We compare three deployment methods on the Triton Inference Server:

  • DLRM with Native TensorFlow: The experimental option VariablePolicy.SAVE_VARIABLE_DEVICES is used to enable the CPU and GPU hybrid deployment of the DLRM SavedModel, i.e., the embedding table is on CPU while the MLP layers are on GPU. This deployment method is common for native TF models with large embedding tables and can be regarded as the baseline of this benchmark. The deployment is on the Triton backend for TensorFlow.
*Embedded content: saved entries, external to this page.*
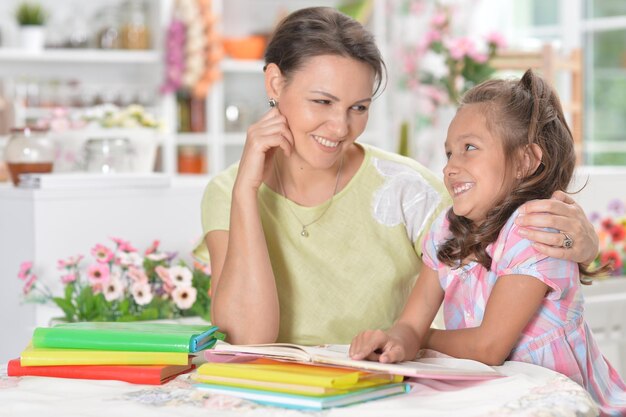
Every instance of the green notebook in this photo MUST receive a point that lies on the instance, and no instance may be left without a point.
(128, 336)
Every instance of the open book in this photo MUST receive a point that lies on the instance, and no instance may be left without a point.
(337, 355)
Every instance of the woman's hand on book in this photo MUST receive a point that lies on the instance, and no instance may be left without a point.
(377, 345)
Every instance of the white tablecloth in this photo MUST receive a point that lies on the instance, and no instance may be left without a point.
(528, 390)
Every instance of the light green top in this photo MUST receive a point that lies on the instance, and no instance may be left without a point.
(357, 267)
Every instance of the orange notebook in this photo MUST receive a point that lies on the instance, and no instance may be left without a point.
(136, 374)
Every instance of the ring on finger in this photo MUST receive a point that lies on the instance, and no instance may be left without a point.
(568, 242)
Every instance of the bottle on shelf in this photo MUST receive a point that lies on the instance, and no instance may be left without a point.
(191, 160)
(135, 33)
(29, 150)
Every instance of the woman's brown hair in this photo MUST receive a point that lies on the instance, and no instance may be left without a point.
(315, 31)
(522, 113)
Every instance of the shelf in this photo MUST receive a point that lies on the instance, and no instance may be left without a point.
(242, 65)
(193, 139)
(91, 56)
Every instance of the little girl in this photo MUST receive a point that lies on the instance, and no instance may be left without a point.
(502, 299)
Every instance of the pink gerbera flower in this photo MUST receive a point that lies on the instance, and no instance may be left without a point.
(30, 282)
(137, 275)
(113, 290)
(153, 248)
(67, 278)
(98, 274)
(102, 253)
(24, 271)
(184, 297)
(164, 274)
(142, 293)
(70, 262)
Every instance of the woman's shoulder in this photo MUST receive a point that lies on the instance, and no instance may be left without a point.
(391, 164)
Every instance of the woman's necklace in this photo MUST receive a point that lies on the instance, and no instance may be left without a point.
(304, 232)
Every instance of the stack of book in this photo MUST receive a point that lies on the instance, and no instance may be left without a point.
(136, 352)
(295, 385)
(307, 377)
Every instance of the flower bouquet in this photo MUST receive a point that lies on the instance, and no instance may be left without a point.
(611, 229)
(442, 66)
(122, 285)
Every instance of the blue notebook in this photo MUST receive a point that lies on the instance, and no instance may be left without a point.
(306, 402)
(129, 336)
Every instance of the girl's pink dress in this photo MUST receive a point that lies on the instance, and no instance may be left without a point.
(557, 337)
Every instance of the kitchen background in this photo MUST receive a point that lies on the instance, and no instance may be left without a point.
(162, 91)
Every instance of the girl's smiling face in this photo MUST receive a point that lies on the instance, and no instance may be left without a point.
(476, 175)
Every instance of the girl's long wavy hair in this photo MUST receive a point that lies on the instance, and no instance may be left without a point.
(521, 113)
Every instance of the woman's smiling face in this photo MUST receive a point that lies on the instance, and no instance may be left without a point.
(326, 103)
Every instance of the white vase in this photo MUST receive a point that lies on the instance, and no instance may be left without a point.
(32, 38)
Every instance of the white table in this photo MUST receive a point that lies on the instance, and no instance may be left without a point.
(44, 225)
(528, 390)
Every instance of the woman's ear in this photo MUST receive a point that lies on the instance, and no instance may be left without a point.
(274, 81)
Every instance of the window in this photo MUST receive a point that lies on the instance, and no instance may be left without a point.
(599, 28)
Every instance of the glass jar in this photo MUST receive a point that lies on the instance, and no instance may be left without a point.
(107, 28)
(135, 33)
(108, 155)
(29, 150)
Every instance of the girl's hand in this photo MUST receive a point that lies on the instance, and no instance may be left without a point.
(562, 213)
(377, 345)
(263, 138)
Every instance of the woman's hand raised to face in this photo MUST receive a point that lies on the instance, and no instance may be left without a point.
(263, 138)
(562, 213)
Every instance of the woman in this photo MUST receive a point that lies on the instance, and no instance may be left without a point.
(313, 237)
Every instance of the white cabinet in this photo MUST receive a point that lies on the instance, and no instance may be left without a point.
(240, 88)
(46, 225)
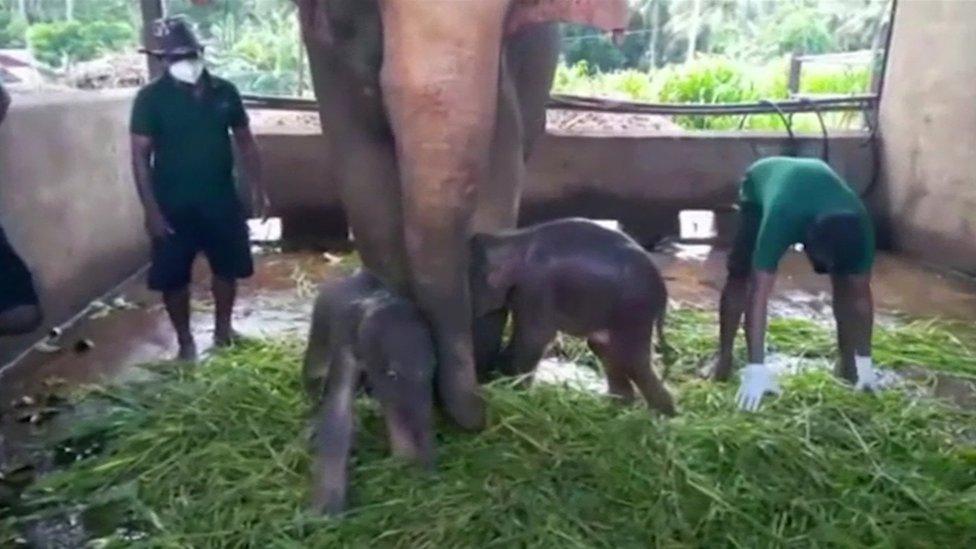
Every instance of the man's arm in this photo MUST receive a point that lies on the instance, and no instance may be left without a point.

  • DLRM with HPS Plugin for TensorFlow: In this DLRM SavedModel, tf.nn.embedding_lookup is replaced by hps.LookupLayer to perform embedding lookup and the MLP layers are kept unchanged. The deployment is on the Triton backend for TensorFlow.

  • DLRM with HPS Plugin for TensorRT: The HPS plugin layer is integrated into the built TensorRT engines, and the MLP layers are accelerated by TensorRT. The TensorRT engines are built with mininum batch size 1, optimum 1024 and maximum 131072. Both fp32 and fp16 modes are investigated. The deployment is on the Triton backend for TensorRT.

The benchmark is conducted on the A100-SXM4-80GB GPU with one Triton model instance on it. The GPU embedding cache of HPS is turned on and the cache percentage is configured as 0.2. For details about how to deploy HPS-integrated TF models and TRT engines on Triton, please refer to hps_tensorflow_triton_deployment_demo.ipynb and demo_for_tf_trained_model.ipynb.

After launching the Triton Inference Server, we send the same batch of inference data repeatedly using Triton Performance Analyzer. In this case, the embedding lookup is served by the GPU embedding cache of HPS and the best-case performance of HPS can be studied. The command and the sample data to measure the latency for batch size 1 can be found below:

perf_analyzer -m ${MODEL_NAME} -u localhost:8000 --input-data 1.json --shape categorical_features:1,26 --shape numerical_features:1,13
{
"data":[
{
"categorical_features":[276633,7912898,7946796,7963854,7971191,7991237,7991368,7998351,7999728,8014930,13554004,14136456,14382203,14382219,14384425,14395091,14395194,14395215,14396165,14671338,22562171,25307802,32394527,32697105,32709007,32709104],
"numerical_features":[3.76171875,3.806640625,1.609375,4.04296875,1.7919921875,1.0986328125,1.0986328125,1.609375,2.9453125,1.0986328125,1.38671875,8.3984375,1.9462890625]
}
]
}

We take the forward latency at the server side as our benchmark metric, which is reported by the performance analyzer via the compute infer field:

  Server:
    Inference count: 28589
    Execution count: 28589
    Successful request count: 28589
    Avg request latency: 562 usec (overhead 9 usec + queue 9 usec + compute input 59 usec + compute infer 431 usec + compute output 53 usec)

Results

The benchmark is conducted with the Merlin TensorFlow container nvcr.io/nvidia/merlin/merlin-tensorflow:23.02 on a machine with A100-SXM4-80GB + 2 x AMD EPYC 7742 64-Core Processor. The software versions are listed below:

TensorFlow version: 2.10.0
Triton version: 22.11
TensorRT version: 8.5.1-1+cuda11.8

The per-batch forward latency, in milliseconds, measured at the server side is shown in the following table and Figure 1. The Y-axis is logarithmic. The FP16 TRT engine with HPS achieves the best performance on almost all batch sizes, and has about 10x speedup to the Native TF baseline on large batch sizes.

Batch size

Native TF

TF with HPS

FP32 TRT with HPS

FP16 TRT with HPS

Speedup - FP16 TRT with HPS to Native TF

32

551

612

380

389

1.42

64

608

667

381

346

1.76

256

832

639

438

428

1.94

1024

1911

849

604

534

3.58

2048

4580

1059

927

766

5.98

4096

9872

1459

1446

1114

8.86

8192

19643

2490

2432

1767

11.12

16384

35292

4131

4355

3053

11.56

32768

54090

7795

6816

5247

10.31

65536

107742

15036

13012

10022

10.75

131072

213990

29374

25440

19340

11.06

The DLRM inference latency for different deployment methods
Figure 1. The DLRM inference latency.